The documentary is made by Cathryne Czubek and it seems likely to be part of the marketing push that Hofmanis is seen tirelessly working on throughout the film. It doesn’t spend a great deal of time looking into the backstories of the protagonists. Hofmanis is the Western avatar figure who guides us through this world and we learn that he originally sought out the film-makers after experiencing heartbreak back in the USA. There is one short scene that shows some of the terror that Nabwana experienced as a child, but little other than this explains who he is and what makes him tick. There is an effort to describe some conflict between the central pair, but it feels a little contrived for the film and the journey and structure are familiar. Czubek and her cinematographer Matt Porwoll make use of drones and their own CGI to add visual interest, but generally, they just keep out of the way and let the enthusiasm, hard work, and innovation speak for themselves.

What does come across strongly is how inspiring Nabwana is to those around him, particularly the kids, who are learning martial arts as much to get roles in his movies as for its own sake. There’s a lovely scene with a homemade torch projecting a reel of film onto the wall, literally lighting up the children’s faces.

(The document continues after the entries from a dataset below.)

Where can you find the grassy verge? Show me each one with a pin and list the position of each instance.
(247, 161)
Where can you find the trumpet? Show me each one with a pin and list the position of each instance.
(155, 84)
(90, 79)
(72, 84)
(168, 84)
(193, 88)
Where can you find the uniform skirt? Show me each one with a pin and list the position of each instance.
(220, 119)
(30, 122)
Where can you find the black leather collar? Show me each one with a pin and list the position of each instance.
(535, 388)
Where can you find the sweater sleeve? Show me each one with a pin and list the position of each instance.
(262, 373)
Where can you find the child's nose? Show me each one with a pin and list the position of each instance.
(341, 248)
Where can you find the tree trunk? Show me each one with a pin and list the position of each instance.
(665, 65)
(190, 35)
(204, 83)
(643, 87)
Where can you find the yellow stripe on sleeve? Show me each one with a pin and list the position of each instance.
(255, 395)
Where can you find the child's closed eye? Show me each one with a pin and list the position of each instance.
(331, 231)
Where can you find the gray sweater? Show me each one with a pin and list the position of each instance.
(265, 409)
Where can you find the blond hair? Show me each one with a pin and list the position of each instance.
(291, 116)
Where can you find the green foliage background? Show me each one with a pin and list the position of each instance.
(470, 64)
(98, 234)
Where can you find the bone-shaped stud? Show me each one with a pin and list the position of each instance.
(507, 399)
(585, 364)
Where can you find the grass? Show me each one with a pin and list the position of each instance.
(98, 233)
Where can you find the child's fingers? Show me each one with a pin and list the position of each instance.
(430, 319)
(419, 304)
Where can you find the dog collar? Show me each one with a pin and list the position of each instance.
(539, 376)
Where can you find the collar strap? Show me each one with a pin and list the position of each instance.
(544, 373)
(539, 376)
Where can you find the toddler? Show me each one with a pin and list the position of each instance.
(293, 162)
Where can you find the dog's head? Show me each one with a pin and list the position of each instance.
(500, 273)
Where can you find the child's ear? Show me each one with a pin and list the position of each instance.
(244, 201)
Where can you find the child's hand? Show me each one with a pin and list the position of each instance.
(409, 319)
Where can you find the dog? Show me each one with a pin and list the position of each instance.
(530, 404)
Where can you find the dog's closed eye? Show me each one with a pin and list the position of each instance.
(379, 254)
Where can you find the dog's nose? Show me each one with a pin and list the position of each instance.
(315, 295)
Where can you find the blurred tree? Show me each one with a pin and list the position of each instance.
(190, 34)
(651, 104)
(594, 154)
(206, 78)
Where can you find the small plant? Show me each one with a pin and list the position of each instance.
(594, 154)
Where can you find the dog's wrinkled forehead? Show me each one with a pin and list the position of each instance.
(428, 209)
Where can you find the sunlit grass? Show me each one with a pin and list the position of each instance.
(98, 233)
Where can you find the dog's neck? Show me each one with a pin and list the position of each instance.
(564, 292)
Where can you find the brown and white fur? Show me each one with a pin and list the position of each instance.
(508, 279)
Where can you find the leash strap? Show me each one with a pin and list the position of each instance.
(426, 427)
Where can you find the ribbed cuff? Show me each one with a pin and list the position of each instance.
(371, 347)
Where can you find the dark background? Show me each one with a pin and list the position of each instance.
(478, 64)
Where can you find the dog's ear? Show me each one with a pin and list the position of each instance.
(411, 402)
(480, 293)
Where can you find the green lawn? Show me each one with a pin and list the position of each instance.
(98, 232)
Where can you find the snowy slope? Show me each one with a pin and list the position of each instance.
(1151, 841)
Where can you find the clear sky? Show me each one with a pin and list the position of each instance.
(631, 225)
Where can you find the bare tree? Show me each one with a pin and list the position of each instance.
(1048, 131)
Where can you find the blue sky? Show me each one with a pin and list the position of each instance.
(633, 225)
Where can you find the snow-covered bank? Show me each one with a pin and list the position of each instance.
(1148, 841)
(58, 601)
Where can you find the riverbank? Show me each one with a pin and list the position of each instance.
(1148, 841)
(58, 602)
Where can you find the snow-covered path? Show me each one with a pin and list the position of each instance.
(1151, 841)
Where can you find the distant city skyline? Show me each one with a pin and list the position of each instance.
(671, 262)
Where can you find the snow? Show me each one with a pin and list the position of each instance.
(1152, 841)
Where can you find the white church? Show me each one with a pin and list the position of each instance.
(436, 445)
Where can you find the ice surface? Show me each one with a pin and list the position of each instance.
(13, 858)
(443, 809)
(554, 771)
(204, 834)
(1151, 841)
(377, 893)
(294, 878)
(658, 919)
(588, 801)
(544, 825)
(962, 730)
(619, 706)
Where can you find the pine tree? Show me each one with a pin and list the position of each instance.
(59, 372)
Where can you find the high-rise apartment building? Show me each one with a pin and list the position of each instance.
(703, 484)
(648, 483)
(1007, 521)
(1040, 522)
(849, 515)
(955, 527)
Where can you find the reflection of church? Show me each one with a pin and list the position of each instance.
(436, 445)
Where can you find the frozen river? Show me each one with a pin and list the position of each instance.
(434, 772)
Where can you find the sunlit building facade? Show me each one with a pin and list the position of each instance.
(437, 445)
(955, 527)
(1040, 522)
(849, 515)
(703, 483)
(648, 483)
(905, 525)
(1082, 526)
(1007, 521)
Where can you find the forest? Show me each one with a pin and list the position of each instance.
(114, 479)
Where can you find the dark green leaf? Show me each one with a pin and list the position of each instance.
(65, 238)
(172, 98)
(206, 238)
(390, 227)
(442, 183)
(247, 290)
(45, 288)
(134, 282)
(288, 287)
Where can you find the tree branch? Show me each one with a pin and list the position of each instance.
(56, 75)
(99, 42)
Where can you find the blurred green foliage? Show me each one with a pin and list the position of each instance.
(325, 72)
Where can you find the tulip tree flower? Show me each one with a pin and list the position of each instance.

While it’s admirable that they walk their path with their movies and refuse to conform to more obvious expectations, I did feel a little uneasy about the image that they’re projecting to the world. It’s clear that this is fun for them and meant to be comedic, so maybe it’s a little po-faced to worry that films focusing on violence and cannibalism play into prejudice, but there it is.

Despite that, the delight and dedication are obvious and contagious and I defy any film lover to watch this and not grin from ear to ear at the many exploding heads.

Once Upon a Time in Uganda is in cinemas from 5 September. It will screen at Odeon cinemas nationwide on 5 September together with a recorded Q&A with Wakaliwood film-maker Isaac Nabwana.